What about the merits of this case? Should plaintiff now be heard to complain about his legal incapacity to marry defendant when he passed up the opportunity to complain earlier? His case is fraught with difficulties in attempting to attack his marriage to defendant and set aside the prior alimony decree. It was necessary for defendant to establish in that case the existence of a valid marriage relationship with plaintiff in order to secure the court's award of permanent alimony. See, Durden v. Durden, 191 Ga. 404, 406 (12 SE2d 305); Boone v. Boone, 192 Ga. 579, 584 (15 SE2d 868); and, Zuber v. Zuber, 215 Ga. 314, 315 (110 SE2d 370). Thus, the validity of the marriage between the parties was an essential issue in the previous case and plaintiff could have successfully defended that action by proving he and defendant enjoyed only a meretricious relationship rather than a valid marriage. Plaintiff chose not to do so and the issue of the marriage validity was resolved adversely to him by that judgment. See Code Ann. § 110-501.

Plaintiff does not contend that defendant perpetrated a fraud on the trial court when she obtained the prior alimony decree or that it was entered by accident *141 or mistake. Plaintiff's attack on the alimony decree and his marriage to defendant is based solely on the theory that he and defendant do not have a valid marriage in view of his undissolved prior marriage to a living third party. Plaintiff suffered judgment adversely to him in the alimony case through his own negligence in not defending that case on the lack of a valid marriage to defendant.

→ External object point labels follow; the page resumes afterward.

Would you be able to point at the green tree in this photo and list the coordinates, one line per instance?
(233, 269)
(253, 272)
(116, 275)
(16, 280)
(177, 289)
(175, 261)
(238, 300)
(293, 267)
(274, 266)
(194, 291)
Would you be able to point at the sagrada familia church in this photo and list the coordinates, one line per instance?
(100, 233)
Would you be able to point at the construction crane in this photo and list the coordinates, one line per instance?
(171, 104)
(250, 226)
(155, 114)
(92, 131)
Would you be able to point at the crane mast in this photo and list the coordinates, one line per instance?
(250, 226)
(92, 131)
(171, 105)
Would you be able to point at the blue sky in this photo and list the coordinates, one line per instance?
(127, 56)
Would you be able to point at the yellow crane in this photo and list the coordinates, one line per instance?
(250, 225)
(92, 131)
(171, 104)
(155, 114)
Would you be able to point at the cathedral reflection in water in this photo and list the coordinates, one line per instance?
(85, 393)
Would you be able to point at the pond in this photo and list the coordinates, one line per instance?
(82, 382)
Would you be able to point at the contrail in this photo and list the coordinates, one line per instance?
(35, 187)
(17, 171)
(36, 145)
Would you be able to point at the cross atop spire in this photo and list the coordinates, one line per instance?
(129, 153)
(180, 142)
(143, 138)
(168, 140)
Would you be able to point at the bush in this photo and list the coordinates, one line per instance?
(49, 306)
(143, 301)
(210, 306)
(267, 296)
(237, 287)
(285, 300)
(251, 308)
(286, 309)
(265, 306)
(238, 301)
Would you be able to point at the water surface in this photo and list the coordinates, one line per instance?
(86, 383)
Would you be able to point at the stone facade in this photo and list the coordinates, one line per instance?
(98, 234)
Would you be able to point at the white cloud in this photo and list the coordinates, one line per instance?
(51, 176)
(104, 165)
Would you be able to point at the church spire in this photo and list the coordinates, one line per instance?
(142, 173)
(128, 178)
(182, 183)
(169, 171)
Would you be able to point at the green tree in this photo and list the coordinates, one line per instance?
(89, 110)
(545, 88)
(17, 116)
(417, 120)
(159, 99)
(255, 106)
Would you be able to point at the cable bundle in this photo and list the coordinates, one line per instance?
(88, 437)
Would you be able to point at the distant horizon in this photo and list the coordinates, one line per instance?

Thus, the provisions of Code Ann. § 81A-160 (e) are not available to plaintiff under the pleadings and evidence in this case. "`Equity will not intervene to set aside a judgment of a court of competent jurisdiction, which might have been prevented except for the negligence of the complaining party.' Rawleigh Co. v. Seagraves, 178 Ga. 459 (1) (173 S.E. 167); Hill v. Harris, 42 Ga. 412; McCaulis v. Duval, 69 Ga. 744; Beavers v. Cassells, 186 Ga. 98 (1) (196 S.E. 716); Strozier v. Moss, 211 Ga. 891 (89 SE2d 478)." Kitchens v. Clay, 224 Ga. 325, 327 (161 SE2d 828). See also, Gray v. Parks, 233 Ga. 244, 247 (210 SE2d 766).

Perhaps it can be argued that the effect of this decision is impossible to reconcile with the deeply ingrained monogamous notion in our law that a man legally cannot have two wives. It may well be that plaintiff has been posited on the horns of a dilemma from this connubial confusion. If so, it is of his own making and we do not adjudicate the validity of this second marriage but only that plaintiff cannot complain about it in this case. The judgment in the present case must be affirmed.

Judgment affirmed. All the Justices concur.